I’d like to see health insurance cover prevention. This would include vitamins, gym membership, certain types of acupuncture. Humana in South Florida covers everything for senior citizens including their gym membership and $25 per month for certain supplements (from their online pharmacy). Humana can do that in SoFL because they have so millions of members. I think it’s a terrific plan. Sadly, it’s not portable, and in other areas where Humana is available, it does not cover very much at all.
Great proposals. Because they are coming from a liberal, these ideas are even better.
I would change the one proposal on the donation on the tax form. The organization dispensing the medical treatment for those without coverage should be done by the Immigration people.
Why can’t the Democrats nominate someone rational like this guy.
You are correct, sir, it is a good start and we all should look at ti and support the CEO and whole foods since the Ci-cago mob has targeted them.
The amusing result of this is that some lefties are trying to organize a boycott of Whole Foods, because the CEO proposed an alternative to Obamacare. So we righties need to patronize these stores, just don’t buy the organic veggies.
This is excellent! It’s exactly what I’ve been looking for.
This gentleman makes more sense than anyone else I have heard on the topic.
and we could all live to be 120 years old -- or at lest it would seem like it. ;~))

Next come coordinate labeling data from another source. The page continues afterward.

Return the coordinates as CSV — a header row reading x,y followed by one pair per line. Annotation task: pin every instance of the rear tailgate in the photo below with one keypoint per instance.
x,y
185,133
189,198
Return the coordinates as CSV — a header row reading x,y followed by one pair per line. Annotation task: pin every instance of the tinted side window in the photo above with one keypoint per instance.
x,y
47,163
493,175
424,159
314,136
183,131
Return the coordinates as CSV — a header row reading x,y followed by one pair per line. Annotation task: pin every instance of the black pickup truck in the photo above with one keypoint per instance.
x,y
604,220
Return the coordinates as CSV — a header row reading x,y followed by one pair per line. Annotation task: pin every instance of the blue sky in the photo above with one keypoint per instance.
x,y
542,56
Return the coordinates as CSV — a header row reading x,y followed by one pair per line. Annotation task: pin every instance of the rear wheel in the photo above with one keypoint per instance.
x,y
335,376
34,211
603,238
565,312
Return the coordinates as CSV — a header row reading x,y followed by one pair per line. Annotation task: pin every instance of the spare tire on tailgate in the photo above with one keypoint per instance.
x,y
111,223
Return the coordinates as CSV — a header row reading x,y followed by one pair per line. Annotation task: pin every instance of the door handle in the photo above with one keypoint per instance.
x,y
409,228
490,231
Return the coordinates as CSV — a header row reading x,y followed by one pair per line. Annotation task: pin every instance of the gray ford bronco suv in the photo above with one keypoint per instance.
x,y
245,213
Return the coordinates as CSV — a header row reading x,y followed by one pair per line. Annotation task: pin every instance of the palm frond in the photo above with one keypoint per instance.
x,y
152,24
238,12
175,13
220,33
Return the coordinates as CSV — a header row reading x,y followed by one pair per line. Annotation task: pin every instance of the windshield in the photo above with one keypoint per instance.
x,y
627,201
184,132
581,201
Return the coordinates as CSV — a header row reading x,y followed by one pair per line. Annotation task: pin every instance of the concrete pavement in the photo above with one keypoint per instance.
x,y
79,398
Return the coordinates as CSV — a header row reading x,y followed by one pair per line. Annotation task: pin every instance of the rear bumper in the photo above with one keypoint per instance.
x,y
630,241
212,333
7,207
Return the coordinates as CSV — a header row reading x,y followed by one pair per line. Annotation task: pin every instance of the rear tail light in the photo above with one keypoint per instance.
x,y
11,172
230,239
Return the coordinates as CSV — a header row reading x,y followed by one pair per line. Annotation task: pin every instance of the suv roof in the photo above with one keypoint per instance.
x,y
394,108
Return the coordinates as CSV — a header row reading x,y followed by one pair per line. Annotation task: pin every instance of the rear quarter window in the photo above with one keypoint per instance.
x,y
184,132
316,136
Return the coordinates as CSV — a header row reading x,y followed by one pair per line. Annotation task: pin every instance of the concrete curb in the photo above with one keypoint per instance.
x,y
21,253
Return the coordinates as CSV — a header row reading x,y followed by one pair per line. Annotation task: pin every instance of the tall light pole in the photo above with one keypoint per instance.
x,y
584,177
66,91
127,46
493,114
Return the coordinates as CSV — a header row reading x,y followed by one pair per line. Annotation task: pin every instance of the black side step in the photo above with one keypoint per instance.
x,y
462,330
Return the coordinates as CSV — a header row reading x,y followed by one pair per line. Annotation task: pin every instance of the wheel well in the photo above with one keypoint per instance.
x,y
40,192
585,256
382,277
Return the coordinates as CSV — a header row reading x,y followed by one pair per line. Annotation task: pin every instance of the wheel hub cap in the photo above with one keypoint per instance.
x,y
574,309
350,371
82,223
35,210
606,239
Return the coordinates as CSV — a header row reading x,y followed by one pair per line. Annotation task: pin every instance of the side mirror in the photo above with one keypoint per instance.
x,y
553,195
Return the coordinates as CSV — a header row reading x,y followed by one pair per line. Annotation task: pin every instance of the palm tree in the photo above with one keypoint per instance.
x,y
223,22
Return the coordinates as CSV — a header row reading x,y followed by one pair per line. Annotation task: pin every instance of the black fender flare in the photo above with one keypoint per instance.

Re: “Yes: hes MARKETING to stuck-up libs, giving them what they expect/want, AND making money off of it. Sounds like a capitalist to ME”
Agree — I mentioned the Mackey/Whole Foods ‘fix’ to some Obama-fan lib acquaintances and they looked like they were going to faint. They LOVE Whole Foods and shop there often. Wonder if they will continue to do so now that Mackey has voiced displeasure with the Zero ‘plans.’
Speaking disparagingly about the aged should be a hate crime.
Great ideas. I thank Mr. Mackey.
If I liked Whole Foods, I’d go there to support him.